Somut olay değerlendirildiğinde, davacının yasada tanımlanan şekilde tüketici olduğu, dava konusu aracın ise özel araç niteliğinde bulunduğu anlaşılmaktadır. Davanın da 6502 sayılı Tüketici Yasasının yürürlüğe girdiği 28.05.2014 tarihinden sonra 26/07/2022 tarihinde açıldığı gözetildiğinde davaya bakmaya Tüketici Mahkemesi’nin görevli olması nedeniyle davanın görevsizlik nedeniyle usulden reddine karar vermek gerekmiş (Emsal karar için bkz.——Karar sayılı ilamı) ve aşağıdaki şekilde hüküm kurulmuştur.

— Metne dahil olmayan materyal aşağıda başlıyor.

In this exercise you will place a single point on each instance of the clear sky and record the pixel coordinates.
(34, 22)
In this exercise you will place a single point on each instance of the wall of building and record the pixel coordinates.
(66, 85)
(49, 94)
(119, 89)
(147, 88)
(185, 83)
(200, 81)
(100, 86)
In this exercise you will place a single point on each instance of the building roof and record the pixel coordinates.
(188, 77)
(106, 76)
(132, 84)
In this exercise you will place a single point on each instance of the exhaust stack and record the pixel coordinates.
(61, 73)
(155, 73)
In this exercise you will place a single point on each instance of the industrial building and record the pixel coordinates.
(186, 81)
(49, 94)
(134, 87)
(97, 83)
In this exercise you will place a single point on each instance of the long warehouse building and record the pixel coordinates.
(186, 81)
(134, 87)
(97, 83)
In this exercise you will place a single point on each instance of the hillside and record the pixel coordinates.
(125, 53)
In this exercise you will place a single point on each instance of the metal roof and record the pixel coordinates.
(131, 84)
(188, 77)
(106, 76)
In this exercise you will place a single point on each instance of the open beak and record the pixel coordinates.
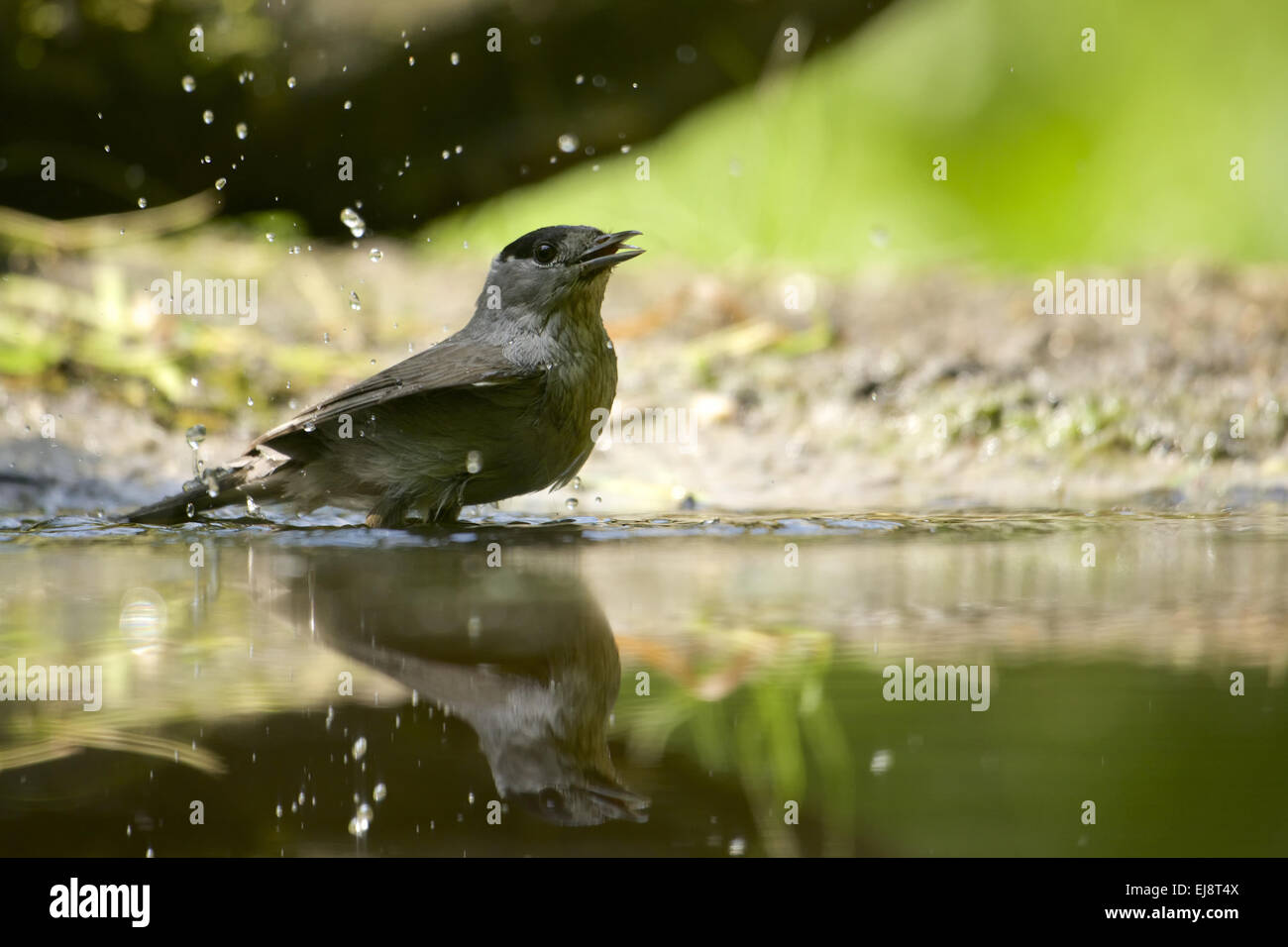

HÜKÜM : Gerekçesi yukarıda ayrıntılı olarak açıklandığı üzere;
1.Mahkememizin GÖREVSİZLİĞİNE, bu nedenle 6100 sayılı HMK’nın 115/2. Maddesi uyarınca dava şartı noksanlığından davanın usulden REDDİNE,
2-Taraflardan birinin, karar süresi içinde kanun yoluna başvurulmayarak kesinleşmiş ise kararın kesinleştiği tarihten; kanun yoluna başvurulmuşsa bu başvurunun reddi kararının tebliğ tarihinden itibaren iki hafta içinde Mahkememize başvurarak, dava dosyasının görevli mahkemeye gönderilmesini talep etmesi halinde dosyanın görevli ——NÖBETÇİ TÜKETİCİ MAHKEMESİ’ne gönderilmesine,
3-Yasal süre içinde Mahkememize başvurarak, dava dosyasının görevli mahkemeye gönderilmesi talep edilmediği takdirde, Mahkememize davanın açılmamış sayılmasına karar verileceğinin iş bu kararın tefhim/tebliği ile İHTARINA,
4-Dava dosyasının talep üzerine gönderilmesi halinde yargılama giderlerine görevli mahkemece hükmedilmesine,Dair, davacı vekili ve davalı—–Şirket vekilinin yüzüne karşı, diğer tarafların yokluğunda verilen gerekçeli kararın tebliğinden itibaren 2 hafta içerisinde mahkememize veya mahkememize gönderilmek üzere bulunulan yer yada başka bir yer Asliye Ticaret Mahkemesine verilecek bir dilekçe ile başvurmak ve istinaf harç ve masraflarını karşılamak koşulu ile —— Bölge Adliye Mahkemesi’ne istinaf yolunun açık olduğu, istinaf dilekçesinde istinaf edilen hususlar ile nedenlerinin belirtilmesinin gerektiği, süresi içerisinde kararın istinaf edilmemesi halinde hükmün kesinleşeceği ve infaz edilebileceği açıklanmak suretiyle verilen karar açıkça okunup usulen anlatıldı.